Dickens in Technicolor

Credit: Charles Dickens Museum - Oliver Clyde

A colorized Charles Dickens, 1859. Originally by Herbert Watkins.

Galleries and museums in the UK are taking their first tentative steps towards reopening as lockdown restrictions start to relax. Among them is the Charles Dickens Museum in London which is reopening its doors on July 25. Its new exhibition, Technicolour Dickens: The Living Image of Charles Dickens, focuses on how Dickens’ image was created during his lifetime and after his death.

At the center of the show are eight colorized photographs from the museum’s own collection, painstakingly researched by London photographer Oliver Clyde using the skin tones and complexion of Dickens’ great-great grandsons, Gerald Dickens and Mark Dickens. Other artworks range from the earliest surviving painting of the writer aged eighteen to John Everett Millais’ drawing produced the day after Dickens died.

Credit: Charles Dickens Museum Collection

Charles Dickens by Margaret Gillies, 1843. Watercolor and gouache on ivory.

Dickens was also known as a fashionable dresser and the only two pieces of his clothing that survive will be on show. Indeed, his 1860 black silk grosgrain waistcoat, currently in a private collection, will be on display for the first time in more than a century. Alongside it will be the dark woolen court suit worn by the author when he met Edward, Prince of Wales in 1870.

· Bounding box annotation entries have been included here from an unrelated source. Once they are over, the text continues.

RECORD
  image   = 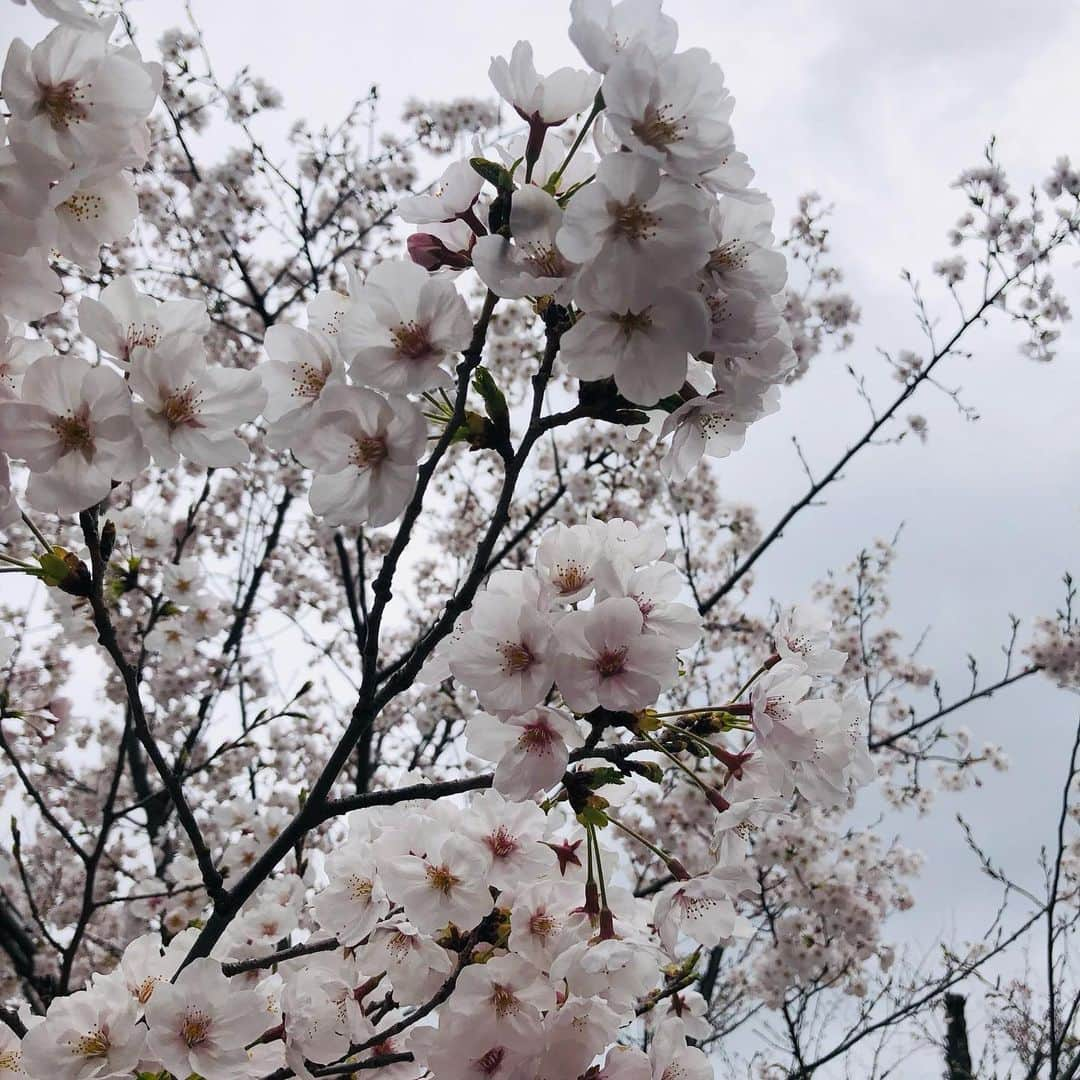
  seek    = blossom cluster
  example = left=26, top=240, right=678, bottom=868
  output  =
left=0, top=0, right=1080, bottom=1080
left=0, top=519, right=873, bottom=1080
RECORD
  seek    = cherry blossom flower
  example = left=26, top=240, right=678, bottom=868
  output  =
left=604, top=42, right=734, bottom=181
left=777, top=604, right=848, bottom=675
left=0, top=347, right=147, bottom=514
left=778, top=691, right=877, bottom=807
left=2, top=26, right=157, bottom=167
left=487, top=41, right=600, bottom=133
left=0, top=315, right=53, bottom=401
left=50, top=172, right=138, bottom=271
left=0, top=451, right=21, bottom=528
left=447, top=592, right=554, bottom=715
left=338, top=260, right=472, bottom=393
left=256, top=324, right=345, bottom=449
left=281, top=959, right=374, bottom=1076
left=397, top=158, right=484, bottom=225
left=94, top=929, right=198, bottom=1016
left=0, top=119, right=65, bottom=255
left=465, top=705, right=583, bottom=802
left=596, top=1044, right=653, bottom=1080
left=704, top=198, right=787, bottom=295
left=557, top=153, right=715, bottom=284
left=0, top=247, right=63, bottom=322
left=561, top=266, right=707, bottom=405
left=472, top=184, right=578, bottom=302
left=376, top=826, right=491, bottom=933
left=408, top=1013, right=529, bottom=1080
left=555, top=596, right=678, bottom=713
left=750, top=660, right=828, bottom=761
left=649, top=1020, right=714, bottom=1080
left=461, top=791, right=551, bottom=890
left=652, top=866, right=754, bottom=953
left=15, top=0, right=98, bottom=28
left=131, top=338, right=267, bottom=469
left=0, top=1024, right=27, bottom=1080
left=536, top=522, right=602, bottom=604
left=570, top=0, right=678, bottom=71
left=79, top=278, right=210, bottom=365
left=298, top=387, right=428, bottom=526
left=146, top=957, right=271, bottom=1078
left=312, top=838, right=390, bottom=946
left=597, top=559, right=702, bottom=649
left=360, top=915, right=454, bottom=1005
left=551, top=937, right=659, bottom=1022
left=450, top=956, right=555, bottom=1053
left=660, top=377, right=780, bottom=484
left=22, top=986, right=146, bottom=1080
left=536, top=997, right=620, bottom=1080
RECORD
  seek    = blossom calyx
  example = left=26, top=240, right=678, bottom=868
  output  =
left=31, top=546, right=93, bottom=596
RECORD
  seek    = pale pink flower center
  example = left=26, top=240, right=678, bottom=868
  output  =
left=555, top=563, right=589, bottom=596
left=53, top=405, right=94, bottom=459
left=612, top=195, right=660, bottom=240
left=161, top=382, right=204, bottom=430
left=613, top=308, right=652, bottom=338
left=424, top=863, right=461, bottom=896
left=517, top=724, right=556, bottom=754
left=473, top=1047, right=507, bottom=1077
left=631, top=105, right=687, bottom=150
left=499, top=642, right=536, bottom=675
left=390, top=322, right=431, bottom=360
left=529, top=912, right=558, bottom=937
left=41, top=79, right=86, bottom=127
left=485, top=825, right=517, bottom=859
left=350, top=435, right=389, bottom=469
left=60, top=191, right=105, bottom=225
left=596, top=645, right=630, bottom=678
left=180, top=1009, right=210, bottom=1047
left=491, top=983, right=519, bottom=1020
left=705, top=240, right=750, bottom=273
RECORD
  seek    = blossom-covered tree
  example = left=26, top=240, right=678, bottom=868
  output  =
left=0, top=0, right=1080, bottom=1080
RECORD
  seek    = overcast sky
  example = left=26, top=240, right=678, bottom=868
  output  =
left=8, top=0, right=1080, bottom=1077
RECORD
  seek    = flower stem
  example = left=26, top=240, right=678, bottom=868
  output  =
left=548, top=91, right=604, bottom=194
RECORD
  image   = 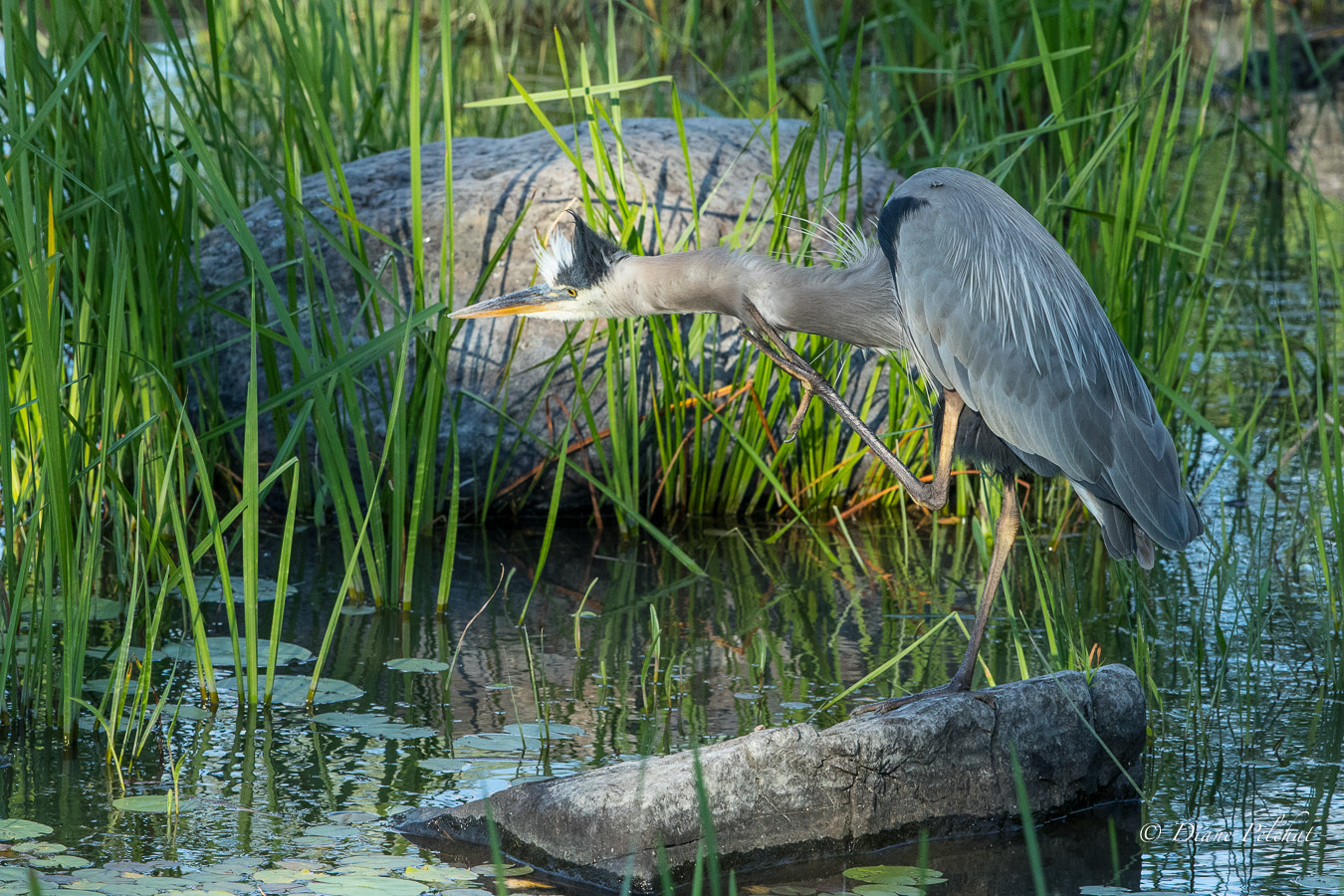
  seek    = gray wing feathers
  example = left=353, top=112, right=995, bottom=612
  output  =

“We aim to present an image of Dickens that the public have never seen before,” said Frankie Kubicki, curator at the Charles Dickens Museum. “Dickens adored fashion and Technicolour Dickens will highlight his personal style and often daring fashion tastes. We have spent many months exploring the details of Dickens’ clothes, tailors and textiles, the choices he made when creating images to be shared with his readers and the reactions of those that came into contact with him."
 
Technicolour Dickens: The Living Image of Charles Dickens runs until April 25, 2021.